In the matter of Blagojevich’s conviction for his attempt to “sell” the U.S. Senate seat vacated when Barack Hussein Obama was installed as president, it is true that many other politicians have done essentially what he did, more or less in plain sight, and have faced no legal consequences for it. But here, time and changes in our surrounding environment matter critically. Blagojevich committed his offense in 2009. Had he done so in 1989, he might have escaped legal consequences. In 2009, his misdeed could be noised all over the world in mere minutes — and it was.
As a rule, members of the political class dislike to see one another prosecuted. It gives them all the uneasy feeling that they could be next. So when a politico commits a non-violent felony, as long as word of the deed doesn’t get outside their protected and protective circle, they’re more likely to hush it up than to allow it to become a matter for the courts. The common, non-office-holding citizen is less likely to go along with that.

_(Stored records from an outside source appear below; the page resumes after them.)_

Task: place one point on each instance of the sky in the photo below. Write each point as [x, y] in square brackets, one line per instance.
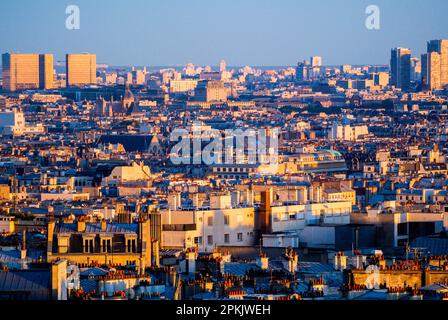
[243, 32]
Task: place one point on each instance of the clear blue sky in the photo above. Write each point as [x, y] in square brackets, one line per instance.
[252, 32]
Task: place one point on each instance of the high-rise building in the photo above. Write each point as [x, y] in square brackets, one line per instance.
[23, 71]
[435, 65]
[211, 91]
[416, 69]
[81, 69]
[46, 71]
[302, 71]
[316, 67]
[222, 66]
[400, 65]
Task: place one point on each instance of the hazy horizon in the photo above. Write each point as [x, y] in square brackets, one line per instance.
[257, 33]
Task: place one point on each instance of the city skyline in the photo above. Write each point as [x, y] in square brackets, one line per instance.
[156, 34]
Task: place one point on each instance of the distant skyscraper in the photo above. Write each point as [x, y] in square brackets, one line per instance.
[316, 61]
[46, 71]
[81, 69]
[316, 67]
[435, 65]
[222, 66]
[400, 65]
[416, 69]
[27, 71]
[302, 71]
[211, 91]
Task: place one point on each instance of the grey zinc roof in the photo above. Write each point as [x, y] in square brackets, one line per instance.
[96, 228]
[24, 280]
[436, 246]
[239, 269]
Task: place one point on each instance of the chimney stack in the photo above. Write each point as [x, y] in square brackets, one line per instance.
[103, 225]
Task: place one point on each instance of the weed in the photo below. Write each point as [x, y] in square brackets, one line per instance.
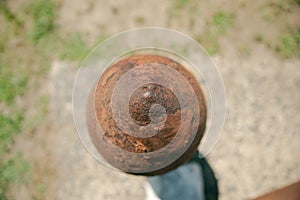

Pre-Internet, shielding an officeholder from the consequences of his crimes was usually achievable, which might help to explain why the Clintons got away with so much during Bill’s time as governor and as president. Today, a pol can’t afford to wipe his nose wrong in sight or hearing of others, proximate or remote. The Net sees all, knows all, and tells everybody.
Some legal scholars will tell you that “the rule of law” is an aspiration rather than a constraint that can be strictly observed. They’ll argue that “we must have” certain laws, even if their enforcement inherently violates individual rights or Constitutional guarantees. In the usual case, they decline to address any further objections.
But that word “must” is a good companion to my other favorite word, “should.” The use of “must” implies that the consequences of not having the law under discussion would be intolerable. That, of course, is a judgment that We the hoi polloi are supposed to accept without objection.
It becomes ever clearer that “the rule of law,” as our grade school civics classes taught it to us, is a phantasm. Its preconditions are unmet. Its implications contradict our understanding of more fundamental laws about right, wrong, and reality. And with that I yield the floor to my Gentle Readers.
You know, I hadn't looked at the 5th amendment in some time. Once part immediately leaped out at me:
ReplyDelete"nor shall private property be taken for public use, without just compensation"
It's pretty clear, even to non-lawyers, that the civil AND criminal forfeiture laws are unconstitutional. I doubt anyone in Washington give a flip for that, but - it's just one more thing to put on the "when the revolution comes" list to correct.
"Concerning the D’Souza matter, the campaign finance law is impossible to enforce other than selectively"
ReplyDeleteI don't think the complaints were mainly about whether it was enforced, but *how* it was enforced. From what I read at the time and lately, it's pretty unusual to go after someone as vigorously as the government went after D'Souza. A slap on the wrist and a fine is more common, if I read the articles correctly.